The Third Circuit issued the landmark opinion last week. The formerly quashed multidistrict litigation (MDL) questions whether Fosamax manufacturer Merck Sharp & Dohme had a responsibility to include a warning label about the drug’s femoral fracture risk.
However, Merck almost dodged the litigation entirely based on a previous Supreme Court ruling. A District Court applied a Supreme Court 2009 ruling to dismiss the Fosamax lawsuits based on preemption. In Wyeth v. Levine, the Supreme Court held that state failure-to-warn claims are preempted when there is clear evidence that the FDA would not have approved a warning label that a lawsuit claims was necessary. This goes a long way to insulate national corporations from state-law failure-to-warn claims. However, the appeals court’s opinion indicates that the lower court misapplied the ruling.
“Preemption is an affirmative defense, and Merck has not carried its burden to prove that it is entitled to that defense as a matter of law,” the opinion states. “The Wyeth ‘clear evidence’ standard is demanding and fact-sensitive. It requires the factfinder to predict a highly probable outcome in a counterfactual world and, therefore, requires a court sitting in summary judgment to anticipate both the range of conclusions that a reasonable juror might reach and the certainty with which the juror would reach them.”
Merck had proposed Fosamax label revisions to include the bone fracture risk in 2009. Consequently, the company held that the law was on its side. While the FDA rejected the 2009 proposal, the appeals court found that this does not absolve Merck of its responsibilities.
“The burden and the responsibility to correct a drug label rests with the manufacturer, not the FDA,” Judge Julio Fuentes wrote in the opinion. “Once the FDA rejected Merck’s proposal, the ball was back in Merck’s court to submit a revised, corrected proposal.”

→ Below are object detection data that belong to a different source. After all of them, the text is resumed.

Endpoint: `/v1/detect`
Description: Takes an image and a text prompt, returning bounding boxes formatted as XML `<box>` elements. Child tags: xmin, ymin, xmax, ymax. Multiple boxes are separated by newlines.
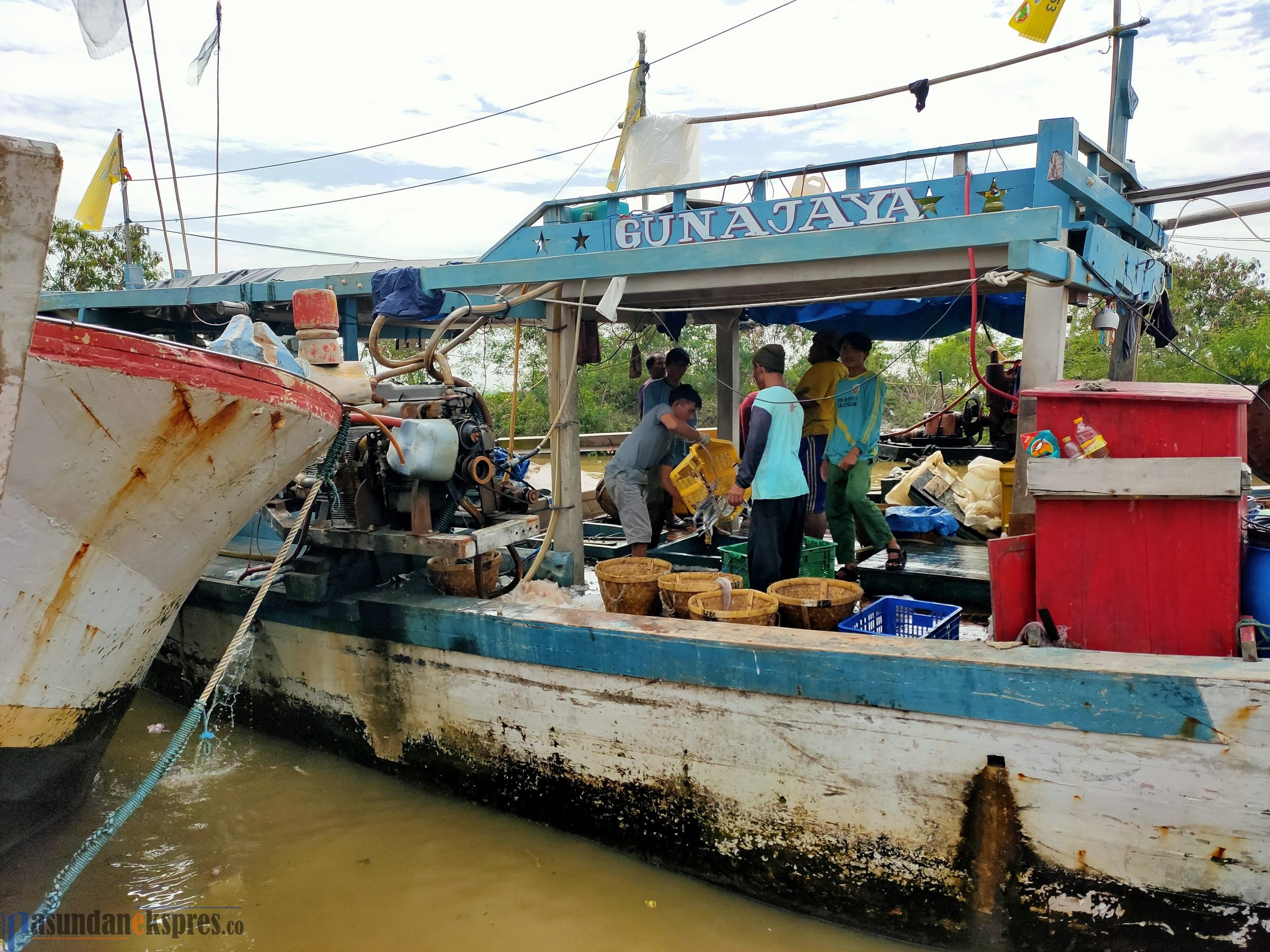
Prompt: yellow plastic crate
<box><xmin>671</xmin><ymin>439</ymin><xmax>749</xmax><ymax>519</ymax></box>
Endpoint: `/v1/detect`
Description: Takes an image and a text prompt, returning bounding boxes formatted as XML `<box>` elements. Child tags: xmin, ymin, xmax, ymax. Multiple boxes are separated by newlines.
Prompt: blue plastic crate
<box><xmin>838</xmin><ymin>595</ymin><xmax>961</xmax><ymax>641</ymax></box>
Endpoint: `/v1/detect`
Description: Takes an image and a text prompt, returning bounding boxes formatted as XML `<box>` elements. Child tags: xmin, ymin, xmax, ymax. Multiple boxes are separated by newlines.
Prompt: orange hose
<box><xmin>349</xmin><ymin>410</ymin><xmax>405</xmax><ymax>466</ymax></box>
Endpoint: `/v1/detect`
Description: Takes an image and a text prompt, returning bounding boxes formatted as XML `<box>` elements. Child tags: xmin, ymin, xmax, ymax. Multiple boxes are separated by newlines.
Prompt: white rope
<box><xmin>198</xmin><ymin>480</ymin><xmax>322</xmax><ymax>708</ymax></box>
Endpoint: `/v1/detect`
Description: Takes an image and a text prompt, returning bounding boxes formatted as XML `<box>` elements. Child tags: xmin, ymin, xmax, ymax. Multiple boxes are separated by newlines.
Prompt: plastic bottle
<box><xmin>1072</xmin><ymin>416</ymin><xmax>1111</xmax><ymax>460</ymax></box>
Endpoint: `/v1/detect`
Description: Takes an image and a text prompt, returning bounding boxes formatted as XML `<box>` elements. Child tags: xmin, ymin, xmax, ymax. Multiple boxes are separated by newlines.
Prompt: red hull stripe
<box><xmin>30</xmin><ymin>317</ymin><xmax>343</xmax><ymax>426</ymax></box>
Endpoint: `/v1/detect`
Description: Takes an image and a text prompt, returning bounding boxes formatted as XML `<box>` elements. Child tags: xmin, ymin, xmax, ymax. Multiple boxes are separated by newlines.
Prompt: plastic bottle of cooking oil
<box><xmin>1072</xmin><ymin>416</ymin><xmax>1111</xmax><ymax>460</ymax></box>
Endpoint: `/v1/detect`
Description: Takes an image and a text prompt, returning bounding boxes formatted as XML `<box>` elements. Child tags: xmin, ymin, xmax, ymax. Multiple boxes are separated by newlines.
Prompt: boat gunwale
<box><xmin>28</xmin><ymin>315</ymin><xmax>343</xmax><ymax>426</ymax></box>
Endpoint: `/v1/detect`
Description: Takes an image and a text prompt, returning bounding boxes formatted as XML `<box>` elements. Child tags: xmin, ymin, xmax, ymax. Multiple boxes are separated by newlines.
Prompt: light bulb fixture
<box><xmin>1093</xmin><ymin>304</ymin><xmax>1120</xmax><ymax>331</ymax></box>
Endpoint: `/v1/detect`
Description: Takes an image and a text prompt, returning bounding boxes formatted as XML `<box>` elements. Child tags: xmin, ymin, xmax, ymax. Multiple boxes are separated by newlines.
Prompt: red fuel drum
<box><xmin>291</xmin><ymin>288</ymin><xmax>339</xmax><ymax>330</ymax></box>
<box><xmin>1023</xmin><ymin>381</ymin><xmax>1252</xmax><ymax>655</ymax></box>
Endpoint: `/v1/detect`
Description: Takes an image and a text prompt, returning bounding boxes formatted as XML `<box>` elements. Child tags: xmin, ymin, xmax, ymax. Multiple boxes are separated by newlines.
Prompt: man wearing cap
<box><xmin>728</xmin><ymin>344</ymin><xmax>808</xmax><ymax>592</ymax></box>
<box><xmin>794</xmin><ymin>330</ymin><xmax>847</xmax><ymax>538</ymax></box>
<box><xmin>640</xmin><ymin>347</ymin><xmax>697</xmax><ymax>539</ymax></box>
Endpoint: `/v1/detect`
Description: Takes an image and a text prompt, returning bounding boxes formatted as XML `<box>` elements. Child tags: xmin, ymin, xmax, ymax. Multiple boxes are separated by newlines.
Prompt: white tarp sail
<box><xmin>186</xmin><ymin>14</ymin><xmax>221</xmax><ymax>86</ymax></box>
<box><xmin>626</xmin><ymin>113</ymin><xmax>701</xmax><ymax>188</ymax></box>
<box><xmin>72</xmin><ymin>0</ymin><xmax>146</xmax><ymax>60</ymax></box>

The Fosamax plaintiffs showed that the FDA would have approved a properly worded warning about the thigh fracture risk. Consequently, the cases will go forward.
Merck introduced Fosamax in 1995. The company didn’t add a thigh bone fracture risk warning label to the drug until 2011. Plaintiffs claim Merck knew about the risk for years but concealed it.
Fosamax was a blockbuster drug, seeing annual sales over $3 billion prior to Merck losing patent exclusivity in 2008. Although generic variations are now available, the brand name drug still saw $284 in sales in 2016.